Workflows define the rhythm. They adapt to circumstances. But they keep key steps from getting skipped and make handoffs explicit instead of assumed.

4. Handoff Contracts

This is where most teams fall apart, and where the biggest gains live.

Jones puts it bluntly: "Most teams are treating agents like interns: throw tasks over the wall, hope the summary is honest." He's talking about AI agents, but the same pattern describes most human handoffs.

The fix is making handoff contracts checkable, not aspirational. Jones draws a critical distinction: constraints can be checked, preferences cannot.
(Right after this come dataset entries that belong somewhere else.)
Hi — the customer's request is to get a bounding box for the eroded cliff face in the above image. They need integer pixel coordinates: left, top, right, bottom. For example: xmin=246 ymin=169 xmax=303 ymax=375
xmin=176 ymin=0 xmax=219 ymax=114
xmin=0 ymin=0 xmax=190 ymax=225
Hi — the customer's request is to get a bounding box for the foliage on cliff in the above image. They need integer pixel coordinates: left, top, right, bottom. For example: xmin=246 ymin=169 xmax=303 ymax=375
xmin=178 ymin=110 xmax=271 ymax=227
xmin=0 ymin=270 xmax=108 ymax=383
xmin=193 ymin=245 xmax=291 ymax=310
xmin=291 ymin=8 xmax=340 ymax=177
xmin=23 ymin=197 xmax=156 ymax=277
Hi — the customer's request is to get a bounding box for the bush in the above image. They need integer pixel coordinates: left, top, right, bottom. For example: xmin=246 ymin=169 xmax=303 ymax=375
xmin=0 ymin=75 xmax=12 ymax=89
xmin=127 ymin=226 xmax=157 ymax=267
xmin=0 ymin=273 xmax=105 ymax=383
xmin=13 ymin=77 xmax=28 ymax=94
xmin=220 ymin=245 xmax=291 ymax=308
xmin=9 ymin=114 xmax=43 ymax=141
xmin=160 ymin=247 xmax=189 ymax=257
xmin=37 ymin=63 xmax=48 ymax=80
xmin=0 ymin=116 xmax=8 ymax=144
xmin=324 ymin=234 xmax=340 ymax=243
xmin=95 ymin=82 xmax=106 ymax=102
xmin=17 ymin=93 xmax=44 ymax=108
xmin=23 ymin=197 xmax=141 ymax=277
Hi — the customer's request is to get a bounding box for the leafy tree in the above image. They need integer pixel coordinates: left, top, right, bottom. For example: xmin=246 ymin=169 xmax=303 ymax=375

A handoff contract full of preferences ("provide good context," "include relevant details") is just a suggestion. A contract with constraints ("problem brief must include at least 3 customer data points," "no blocking technical constraints identified") is enforceable.

Before: "Write a problem brief for the architect."

After: "Write a problem brief. Must include: validated customer problem with at least 3 data points, business priority confirmed by portfolio owner, success criteria that are measurable, known technical constraints documented. No blocking dependencies identified."

Side-by-side comparison: aspirational preferences versus checkable constraints in handoff contracts

Example (PM → Architect handoff at Discover → Decide boundary):

Handoff: Discover → Decide
From: PM OS
To: Architect OS

Required Context:
  - Problem brief with customer validation (min 3 data points)
  - Business priority signal confirmed by portfolio owner
  - Success criteria (measurable, not aspirational)
  - Known constraints (technical, regulatory, timeline)

Quality Gates:
  - [ ] Problem validated with customer evidence
  - [ ] Priority confirmed (not assumed)
  - [ ] No blocking dependencies identified
  - [ ] Ethical considerations documented

Trigger for Next Stage:
  - Architect acknowledges receipt
  - Decide stage scheduled within 48 hours

The contract works because each gate is a constraint, not a preference. You can check whether customer evidence exists. You can't check whether the brief is "good enough."

When to Delegate vs. Coordinate

Not every task within a Role OS needs the same level of oversight. Jones provides three sorting criteria:

Factor	Delegate Autonomously	Coordinate Tightly
Error tolerance	Mistakes are cheap to fix	Correctness is non-negotiable
Tool span	Single tool/environment	Multiple tools, integrations
Independence	Task is self-contained	Pieces shape each other

High error tolerance + single tool + independent = delegate and verify after. Low error tolerance + multiple tools + interdependent = coordinate with contracts.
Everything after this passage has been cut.